31. FAKTA

151 20 1
                                    

"Mengapa yang realistis selalu menyakitkan?"

HAPPY READING

Adara dan Gibran melangkah menjauh dari Rahsya dan Kirana, menyusuri tepi pantai yang sepi. Hanya deburan ombak yang menemani keheningan di antara mereka. Sesekali, Adara melirik ke arah Gibran dengan tatapan penuh kebingungan, sementara Gibran berkutat mencari kata-kata yang tepat untuk memulai. Udara di antara mereka terasa tegang, dan setiap langkah seolah menambah beban di dada Gibran.

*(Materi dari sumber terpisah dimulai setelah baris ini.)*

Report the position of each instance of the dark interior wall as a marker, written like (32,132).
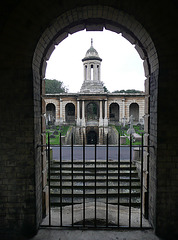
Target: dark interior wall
(22,25)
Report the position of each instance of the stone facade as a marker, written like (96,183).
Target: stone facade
(92,110)
(29,32)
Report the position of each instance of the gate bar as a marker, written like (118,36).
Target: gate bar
(49,179)
(60,156)
(107,181)
(141,190)
(72,161)
(83,180)
(95,185)
(130,181)
(118,214)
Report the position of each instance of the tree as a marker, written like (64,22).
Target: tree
(127,91)
(54,86)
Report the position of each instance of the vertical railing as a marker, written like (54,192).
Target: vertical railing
(141,188)
(107,176)
(60,159)
(49,179)
(118,155)
(72,173)
(83,180)
(95,185)
(130,182)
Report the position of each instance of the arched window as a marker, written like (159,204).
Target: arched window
(70,112)
(92,111)
(50,114)
(114,112)
(134,111)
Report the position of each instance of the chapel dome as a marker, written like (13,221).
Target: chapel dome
(91,54)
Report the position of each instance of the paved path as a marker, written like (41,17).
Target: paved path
(89,153)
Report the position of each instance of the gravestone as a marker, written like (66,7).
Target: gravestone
(131,130)
(55,132)
(52,136)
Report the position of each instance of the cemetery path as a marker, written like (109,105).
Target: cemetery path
(89,153)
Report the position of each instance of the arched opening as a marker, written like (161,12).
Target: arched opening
(126,26)
(70,112)
(134,111)
(114,112)
(92,137)
(50,114)
(92,111)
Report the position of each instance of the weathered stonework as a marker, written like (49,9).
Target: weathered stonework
(35,27)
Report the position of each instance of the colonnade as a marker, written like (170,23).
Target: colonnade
(81,120)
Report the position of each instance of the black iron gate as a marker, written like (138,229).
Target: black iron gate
(95,193)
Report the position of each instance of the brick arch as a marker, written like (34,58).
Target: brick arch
(95,18)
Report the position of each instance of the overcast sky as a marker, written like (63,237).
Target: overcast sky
(121,66)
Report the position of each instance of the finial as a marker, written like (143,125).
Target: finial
(91,42)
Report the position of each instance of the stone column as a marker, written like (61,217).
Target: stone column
(123,109)
(88,72)
(95,73)
(101,113)
(83,113)
(106,113)
(61,117)
(78,113)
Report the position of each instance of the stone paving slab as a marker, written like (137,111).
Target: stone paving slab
(101,214)
(48,234)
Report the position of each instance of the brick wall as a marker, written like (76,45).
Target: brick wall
(25,43)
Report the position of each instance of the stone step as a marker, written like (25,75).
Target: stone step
(103,186)
(89,179)
(90,168)
(87,174)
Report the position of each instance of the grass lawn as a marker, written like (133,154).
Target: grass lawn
(123,132)
(56,140)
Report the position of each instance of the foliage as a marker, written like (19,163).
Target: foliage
(56,141)
(123,132)
(54,86)
(105,89)
(127,91)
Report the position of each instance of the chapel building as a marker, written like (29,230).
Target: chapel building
(92,111)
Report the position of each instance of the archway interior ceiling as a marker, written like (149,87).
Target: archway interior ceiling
(96,25)
(90,20)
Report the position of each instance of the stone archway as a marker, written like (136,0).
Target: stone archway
(96,18)
(50,114)
(70,113)
(114,112)
(92,111)
(92,137)
(134,111)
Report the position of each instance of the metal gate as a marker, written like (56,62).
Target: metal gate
(94,193)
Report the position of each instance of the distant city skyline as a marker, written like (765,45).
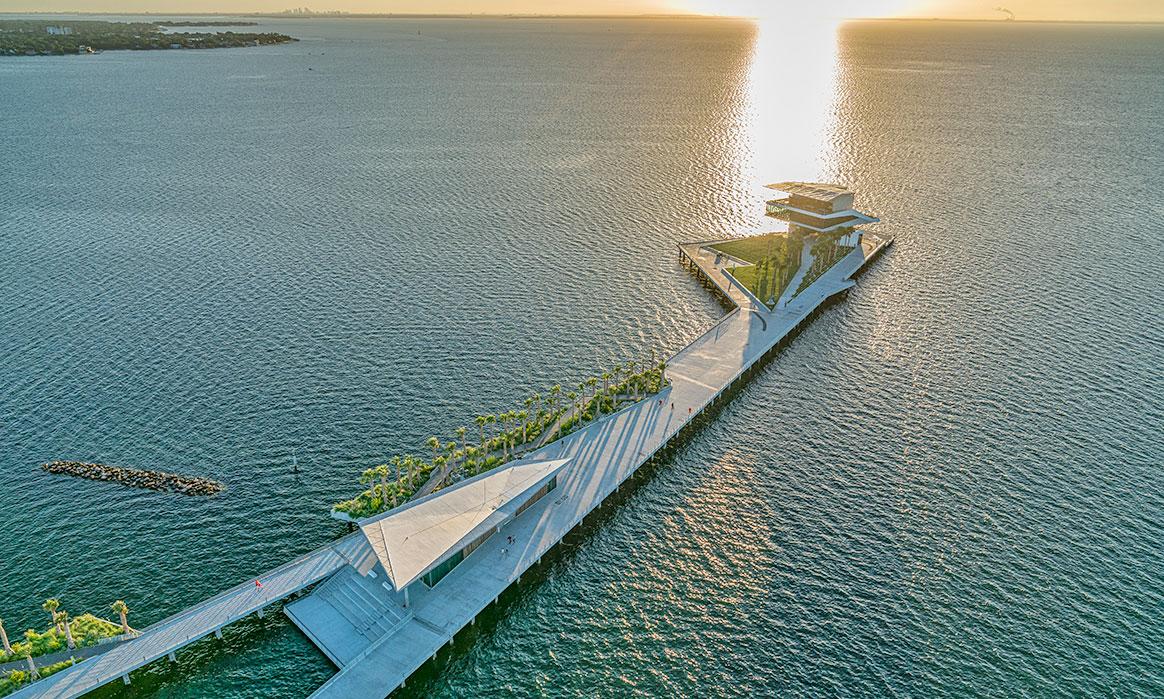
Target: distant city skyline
(1134,11)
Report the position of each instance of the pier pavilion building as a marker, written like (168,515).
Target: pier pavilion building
(818,207)
(409,550)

Saat mereka sudah cukup jauh dari Rahsya, Adara berbalik dan menatap Gibran lekat-lekat. "Sekarang bicara. Apa yang mau lo sampaikan?"

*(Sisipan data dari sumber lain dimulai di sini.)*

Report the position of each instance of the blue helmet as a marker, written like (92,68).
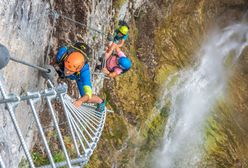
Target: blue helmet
(125,63)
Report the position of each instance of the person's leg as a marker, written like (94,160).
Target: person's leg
(95,99)
(110,50)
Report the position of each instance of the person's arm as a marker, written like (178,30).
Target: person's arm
(112,74)
(120,44)
(86,94)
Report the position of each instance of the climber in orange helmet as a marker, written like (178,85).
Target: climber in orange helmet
(72,63)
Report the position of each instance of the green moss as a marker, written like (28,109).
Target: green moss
(117,4)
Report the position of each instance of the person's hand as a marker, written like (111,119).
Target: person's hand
(77,103)
(104,70)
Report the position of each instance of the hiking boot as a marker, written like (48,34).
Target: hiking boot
(101,106)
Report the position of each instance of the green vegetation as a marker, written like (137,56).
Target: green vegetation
(117,4)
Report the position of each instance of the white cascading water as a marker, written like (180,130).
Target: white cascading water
(193,96)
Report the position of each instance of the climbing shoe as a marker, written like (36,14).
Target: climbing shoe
(101,106)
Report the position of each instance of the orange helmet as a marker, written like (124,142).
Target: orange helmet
(74,62)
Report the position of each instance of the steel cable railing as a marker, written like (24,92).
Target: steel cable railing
(83,124)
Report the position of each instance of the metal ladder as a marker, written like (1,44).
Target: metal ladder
(84,124)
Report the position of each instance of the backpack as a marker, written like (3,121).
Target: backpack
(123,23)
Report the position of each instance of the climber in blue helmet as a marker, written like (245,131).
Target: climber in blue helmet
(116,64)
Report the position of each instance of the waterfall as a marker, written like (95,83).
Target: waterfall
(195,94)
(24,30)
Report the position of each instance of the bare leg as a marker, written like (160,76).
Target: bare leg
(110,50)
(95,99)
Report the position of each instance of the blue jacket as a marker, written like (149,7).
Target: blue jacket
(82,78)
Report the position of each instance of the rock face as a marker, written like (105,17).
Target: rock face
(163,38)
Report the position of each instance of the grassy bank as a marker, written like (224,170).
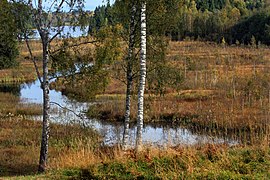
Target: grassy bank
(76,154)
(225,90)
(70,146)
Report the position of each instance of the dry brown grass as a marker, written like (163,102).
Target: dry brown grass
(225,89)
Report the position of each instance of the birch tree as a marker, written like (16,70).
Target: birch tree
(49,19)
(129,74)
(142,79)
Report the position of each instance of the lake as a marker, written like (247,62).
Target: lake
(158,135)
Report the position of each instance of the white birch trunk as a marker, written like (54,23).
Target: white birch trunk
(46,105)
(142,79)
(129,76)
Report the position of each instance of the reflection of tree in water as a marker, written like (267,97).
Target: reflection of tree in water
(11,88)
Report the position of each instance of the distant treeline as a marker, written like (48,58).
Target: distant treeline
(236,21)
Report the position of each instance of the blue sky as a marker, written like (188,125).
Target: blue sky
(92,4)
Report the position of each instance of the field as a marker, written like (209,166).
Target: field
(224,92)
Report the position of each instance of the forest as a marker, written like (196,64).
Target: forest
(135,89)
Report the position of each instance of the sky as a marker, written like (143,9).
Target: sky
(92,4)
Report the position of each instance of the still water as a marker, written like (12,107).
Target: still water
(158,135)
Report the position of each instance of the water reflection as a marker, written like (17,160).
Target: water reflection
(74,112)
(14,89)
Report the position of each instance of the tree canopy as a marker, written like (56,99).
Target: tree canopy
(8,30)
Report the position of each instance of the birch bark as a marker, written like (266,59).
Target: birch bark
(142,79)
(130,59)
(46,105)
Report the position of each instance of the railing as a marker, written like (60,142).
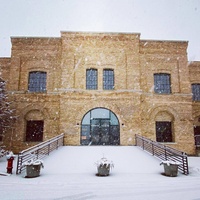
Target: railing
(197,140)
(163,152)
(38,151)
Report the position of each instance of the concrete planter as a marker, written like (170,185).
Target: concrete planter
(104,166)
(33,168)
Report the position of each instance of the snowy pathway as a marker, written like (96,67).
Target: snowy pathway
(69,174)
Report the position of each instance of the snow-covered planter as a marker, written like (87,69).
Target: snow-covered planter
(104,166)
(33,168)
(2,152)
(170,167)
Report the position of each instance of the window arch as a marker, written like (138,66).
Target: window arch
(100,126)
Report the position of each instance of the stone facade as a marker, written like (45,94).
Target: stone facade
(133,100)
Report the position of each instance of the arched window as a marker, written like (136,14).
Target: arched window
(100,126)
(37,81)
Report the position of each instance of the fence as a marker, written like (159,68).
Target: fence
(38,151)
(163,152)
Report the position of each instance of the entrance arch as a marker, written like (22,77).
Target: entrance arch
(100,126)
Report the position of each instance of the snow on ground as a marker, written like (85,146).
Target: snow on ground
(70,174)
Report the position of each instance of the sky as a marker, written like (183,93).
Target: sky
(153,19)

Gibran membuka mulutnya, tapi kata-katanya tak kunjung keluar. Jantungnya berdegup kencang, tenggelam dalam rasa gugup. Semua yang ingin ia katakan tiba-tiba berputar acak di kepalanya, membuatnya sulit menemukan kata pertama.

"Gua... gua cuma ingin jelasin..."

Adara mengerutkan dahi, pandangannya penuh kecurigaan. "Jelasin apa?" desaknya, suaranya mulai terdengar jengah.

"Gua mau jelasin soal yang Kirana bilang ke lo. Soal... soal gua punya cewek lain." Gibran akhirnya berhasil memaksa kata-katanya keluar, tapi detik setelahnya Adara hanya memelototinya dengan tajam. Menunggu.

"Terus?" Adara menyela, nadanya ketus. "Apa yang mau lo jelasin? Bukannya lo udah punya kesempatan kemarin buat bilang? Tapi lo malah bentak gua!"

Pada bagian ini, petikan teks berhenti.